Normal hearing relies on being able to interpret pitch perfectly. This isn’t just important in allowing us to hear all the tones of a beautiful piece of music, it’s also key to basic understanding of speech. This is especially true for tonal languages like Chinese, Vietnamese, Punjabi, Zulu, and Navajo.
At least one and a half billion people worldwide speak tonal languages, which have a musical quality to them that is critical to meaning. Even in English — which can usually be understood even when spoken in monotone — inflections can mean the difference between a question and a statement, or provide key information about emphasis.
So when a person receives a cochlear implant to help restore their hearing, tuning the device so they can hear the right tones is incredibly important. Anything less is like listening to an instrument that is always out of tune.
To help accomplish this, researchers at Western University have developed a mathematical tool to help tune cochlear implants to each patient’s unique anatomy. Their study was published in IEEE Transactions on Biomedical Engineering.

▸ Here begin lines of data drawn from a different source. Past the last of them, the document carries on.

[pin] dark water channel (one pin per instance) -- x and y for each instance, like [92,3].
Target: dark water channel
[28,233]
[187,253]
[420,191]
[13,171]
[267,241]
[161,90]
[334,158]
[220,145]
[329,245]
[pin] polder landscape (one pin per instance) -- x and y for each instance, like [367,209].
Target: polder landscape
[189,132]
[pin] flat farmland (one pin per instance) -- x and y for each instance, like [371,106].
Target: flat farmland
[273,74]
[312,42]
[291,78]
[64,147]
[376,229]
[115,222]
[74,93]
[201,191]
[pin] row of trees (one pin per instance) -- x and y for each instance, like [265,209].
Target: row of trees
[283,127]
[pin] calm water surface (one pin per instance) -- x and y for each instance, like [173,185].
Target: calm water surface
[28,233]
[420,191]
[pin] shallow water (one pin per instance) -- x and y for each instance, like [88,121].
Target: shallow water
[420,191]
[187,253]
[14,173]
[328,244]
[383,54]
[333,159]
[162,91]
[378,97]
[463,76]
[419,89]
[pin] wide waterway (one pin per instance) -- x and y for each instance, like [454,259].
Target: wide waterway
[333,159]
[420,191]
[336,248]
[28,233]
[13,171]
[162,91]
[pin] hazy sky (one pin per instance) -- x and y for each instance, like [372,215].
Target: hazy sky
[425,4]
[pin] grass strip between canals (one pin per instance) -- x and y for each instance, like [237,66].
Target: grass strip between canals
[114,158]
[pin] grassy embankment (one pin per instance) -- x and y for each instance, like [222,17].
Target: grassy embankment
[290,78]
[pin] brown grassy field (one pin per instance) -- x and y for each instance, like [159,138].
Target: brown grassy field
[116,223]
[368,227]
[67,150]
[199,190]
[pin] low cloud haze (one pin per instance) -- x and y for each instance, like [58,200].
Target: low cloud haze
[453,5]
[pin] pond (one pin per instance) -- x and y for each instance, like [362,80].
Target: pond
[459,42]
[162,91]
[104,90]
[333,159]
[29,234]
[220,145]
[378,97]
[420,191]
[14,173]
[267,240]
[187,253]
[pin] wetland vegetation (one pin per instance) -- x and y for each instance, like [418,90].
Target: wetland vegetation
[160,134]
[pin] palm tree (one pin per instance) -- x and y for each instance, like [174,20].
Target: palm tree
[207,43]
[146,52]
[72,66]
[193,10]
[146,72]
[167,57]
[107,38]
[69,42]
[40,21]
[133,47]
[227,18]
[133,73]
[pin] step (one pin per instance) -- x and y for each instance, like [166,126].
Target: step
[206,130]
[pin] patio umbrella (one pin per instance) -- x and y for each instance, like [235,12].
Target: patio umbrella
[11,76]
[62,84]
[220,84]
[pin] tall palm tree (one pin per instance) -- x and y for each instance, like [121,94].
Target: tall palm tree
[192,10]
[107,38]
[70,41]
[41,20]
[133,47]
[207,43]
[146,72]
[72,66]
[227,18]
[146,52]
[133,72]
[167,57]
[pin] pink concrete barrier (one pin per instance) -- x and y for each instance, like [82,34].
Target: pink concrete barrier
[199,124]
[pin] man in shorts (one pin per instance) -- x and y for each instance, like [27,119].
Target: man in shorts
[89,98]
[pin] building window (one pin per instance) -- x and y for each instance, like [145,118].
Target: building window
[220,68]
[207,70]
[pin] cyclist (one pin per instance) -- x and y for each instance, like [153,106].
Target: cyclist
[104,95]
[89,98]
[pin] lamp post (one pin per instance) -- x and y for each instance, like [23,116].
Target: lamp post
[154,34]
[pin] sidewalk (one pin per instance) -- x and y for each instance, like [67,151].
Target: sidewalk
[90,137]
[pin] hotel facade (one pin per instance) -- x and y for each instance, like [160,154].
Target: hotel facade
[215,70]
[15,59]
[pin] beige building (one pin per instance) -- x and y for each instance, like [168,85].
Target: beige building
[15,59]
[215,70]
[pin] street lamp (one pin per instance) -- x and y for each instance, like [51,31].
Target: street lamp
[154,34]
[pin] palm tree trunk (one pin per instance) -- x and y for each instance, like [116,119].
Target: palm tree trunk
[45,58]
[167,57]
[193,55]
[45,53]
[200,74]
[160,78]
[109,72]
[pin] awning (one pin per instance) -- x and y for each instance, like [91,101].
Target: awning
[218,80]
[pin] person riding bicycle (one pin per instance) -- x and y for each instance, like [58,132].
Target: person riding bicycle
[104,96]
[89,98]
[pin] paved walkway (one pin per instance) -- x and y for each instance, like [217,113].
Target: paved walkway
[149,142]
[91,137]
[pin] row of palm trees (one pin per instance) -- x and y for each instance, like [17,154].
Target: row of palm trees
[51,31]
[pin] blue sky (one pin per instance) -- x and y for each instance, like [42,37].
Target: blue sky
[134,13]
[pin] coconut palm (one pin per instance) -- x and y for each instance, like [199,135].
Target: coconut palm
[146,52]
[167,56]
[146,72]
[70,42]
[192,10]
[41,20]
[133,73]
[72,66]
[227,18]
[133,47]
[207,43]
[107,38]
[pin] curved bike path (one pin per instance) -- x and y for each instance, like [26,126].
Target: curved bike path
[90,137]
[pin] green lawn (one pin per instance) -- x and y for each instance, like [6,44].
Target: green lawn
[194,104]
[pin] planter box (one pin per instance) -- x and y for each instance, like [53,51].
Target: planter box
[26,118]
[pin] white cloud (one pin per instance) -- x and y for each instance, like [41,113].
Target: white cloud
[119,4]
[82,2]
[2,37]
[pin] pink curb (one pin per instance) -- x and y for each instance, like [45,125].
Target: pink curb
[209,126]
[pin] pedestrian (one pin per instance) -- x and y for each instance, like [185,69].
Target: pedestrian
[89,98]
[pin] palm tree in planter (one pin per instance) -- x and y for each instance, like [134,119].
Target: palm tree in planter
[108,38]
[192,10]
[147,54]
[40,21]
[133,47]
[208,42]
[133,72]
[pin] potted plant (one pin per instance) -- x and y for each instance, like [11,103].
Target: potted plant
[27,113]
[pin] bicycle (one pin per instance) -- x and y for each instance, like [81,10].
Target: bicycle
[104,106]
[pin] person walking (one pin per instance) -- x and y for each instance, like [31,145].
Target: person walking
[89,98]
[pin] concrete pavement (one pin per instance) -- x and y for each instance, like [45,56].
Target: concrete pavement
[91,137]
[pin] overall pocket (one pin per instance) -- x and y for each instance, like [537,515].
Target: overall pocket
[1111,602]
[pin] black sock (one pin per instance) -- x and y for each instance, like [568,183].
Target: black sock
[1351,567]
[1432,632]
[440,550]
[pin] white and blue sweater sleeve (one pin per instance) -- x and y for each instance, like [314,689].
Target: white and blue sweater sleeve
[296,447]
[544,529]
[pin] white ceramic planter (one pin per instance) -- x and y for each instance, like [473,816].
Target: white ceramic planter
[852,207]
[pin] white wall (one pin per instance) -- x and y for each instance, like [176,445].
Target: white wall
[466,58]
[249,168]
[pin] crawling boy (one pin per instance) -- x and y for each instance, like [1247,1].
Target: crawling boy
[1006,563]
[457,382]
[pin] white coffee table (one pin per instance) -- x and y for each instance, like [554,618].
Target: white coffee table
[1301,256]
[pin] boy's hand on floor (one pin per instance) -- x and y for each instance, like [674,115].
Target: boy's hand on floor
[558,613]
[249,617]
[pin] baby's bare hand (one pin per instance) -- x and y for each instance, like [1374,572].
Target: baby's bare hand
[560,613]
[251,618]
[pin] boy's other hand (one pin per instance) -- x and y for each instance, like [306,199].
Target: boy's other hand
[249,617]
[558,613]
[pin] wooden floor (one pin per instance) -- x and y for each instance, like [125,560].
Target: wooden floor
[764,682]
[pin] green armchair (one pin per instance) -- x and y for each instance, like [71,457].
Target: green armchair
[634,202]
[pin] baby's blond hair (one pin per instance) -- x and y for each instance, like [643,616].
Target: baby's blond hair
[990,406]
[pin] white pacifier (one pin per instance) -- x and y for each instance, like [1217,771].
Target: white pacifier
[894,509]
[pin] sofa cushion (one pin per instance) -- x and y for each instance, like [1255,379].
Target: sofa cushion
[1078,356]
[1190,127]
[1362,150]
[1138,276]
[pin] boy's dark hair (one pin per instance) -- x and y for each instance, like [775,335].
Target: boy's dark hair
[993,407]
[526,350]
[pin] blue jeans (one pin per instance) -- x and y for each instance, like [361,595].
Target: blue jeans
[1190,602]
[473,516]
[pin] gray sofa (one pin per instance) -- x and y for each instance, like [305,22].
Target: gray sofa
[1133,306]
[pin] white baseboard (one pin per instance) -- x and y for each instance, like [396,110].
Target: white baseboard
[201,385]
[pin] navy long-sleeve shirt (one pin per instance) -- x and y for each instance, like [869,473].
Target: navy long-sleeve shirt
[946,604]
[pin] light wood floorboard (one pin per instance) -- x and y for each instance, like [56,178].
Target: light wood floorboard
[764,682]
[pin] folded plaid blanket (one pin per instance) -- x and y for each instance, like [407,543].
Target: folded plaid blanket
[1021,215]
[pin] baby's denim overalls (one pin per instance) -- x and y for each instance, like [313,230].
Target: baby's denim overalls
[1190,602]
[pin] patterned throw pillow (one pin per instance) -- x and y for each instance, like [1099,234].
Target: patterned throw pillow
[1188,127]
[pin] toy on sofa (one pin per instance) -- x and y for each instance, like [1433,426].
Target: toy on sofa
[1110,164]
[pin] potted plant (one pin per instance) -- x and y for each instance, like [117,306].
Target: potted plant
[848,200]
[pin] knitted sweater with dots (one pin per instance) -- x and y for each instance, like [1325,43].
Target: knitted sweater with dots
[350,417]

The cochlea is the last part of the inner ear that contains the sensory cells that actually pick up sound: the ear drum vibrates in response to sounds in the air, amplifying and transferring them through tiny bones called ossicles, which then relay those vibrations to the cochlea by tapping on its oval window.
The cochlea is made of a thin membrane shaped like a snail shell, coiled into a spiral and encased in bone. It’s a fluid-filled organ lined with sensory hair cells, each armed with bundles of hair-like projections that sway in response to the motion of the fluid. Depending on a hair cell’s position inside the spiral, the stiffness of the membrane it sits on top of varies, making different parts of the cochlea more sensitive to certain tones. The cells then convert those mechanical waves into electrical impulses that travel to the brain.
But depending on the person, the exact size and shape of the cochlea varies, and that also means that the positions of the nerves that pick up each tone of sound aren’t universal. Trying to use just one map for all cochlear implant recipients can send the wrong tones to the brain.
The implant itself is a thin wire-like device surgically threaded into the spiral of the cochlea, and along its length are electrodes that can deliver electrical signals directly to the cochlear nerves. It works by converting sounds picked up by a microphone that rests outside the ear, bypassing any damaged parts of the inner ear to send signals to the brain. The challenge lies in knowing which electrodes to turn on and when.
“Until now, cochlear implant programming was performed in a sort of one-size-fits-all approach,” said first author and PhD candidate Luke Helpard in a press release.
“We’re using imaging data to be able to customize the pitch map for each patient based on individual patient anatomy and post-operative electrode locations within the cochlea.”
The personalized pitch maps help match up the right tones to the right electrodes. The team started by doing ultra high-resolution 3D scans of ten cadaveric human cochlea, collaborating with Canadian Light Source in Saskatoon. This provided an unprecedented look at cochlear anatomy without any distortions, as they are tiny as a pea and encased in the densest bone in the body. With these frequency maps in hand, the information can now be used to adjust cochlear implants based on patient CT scans.
The researchers hope that in the future, gathering even larger datasets could help train deep learning tools to quickly adapt to every patient’s unique anatomy. This will help restore a rich and accurate perception of sound.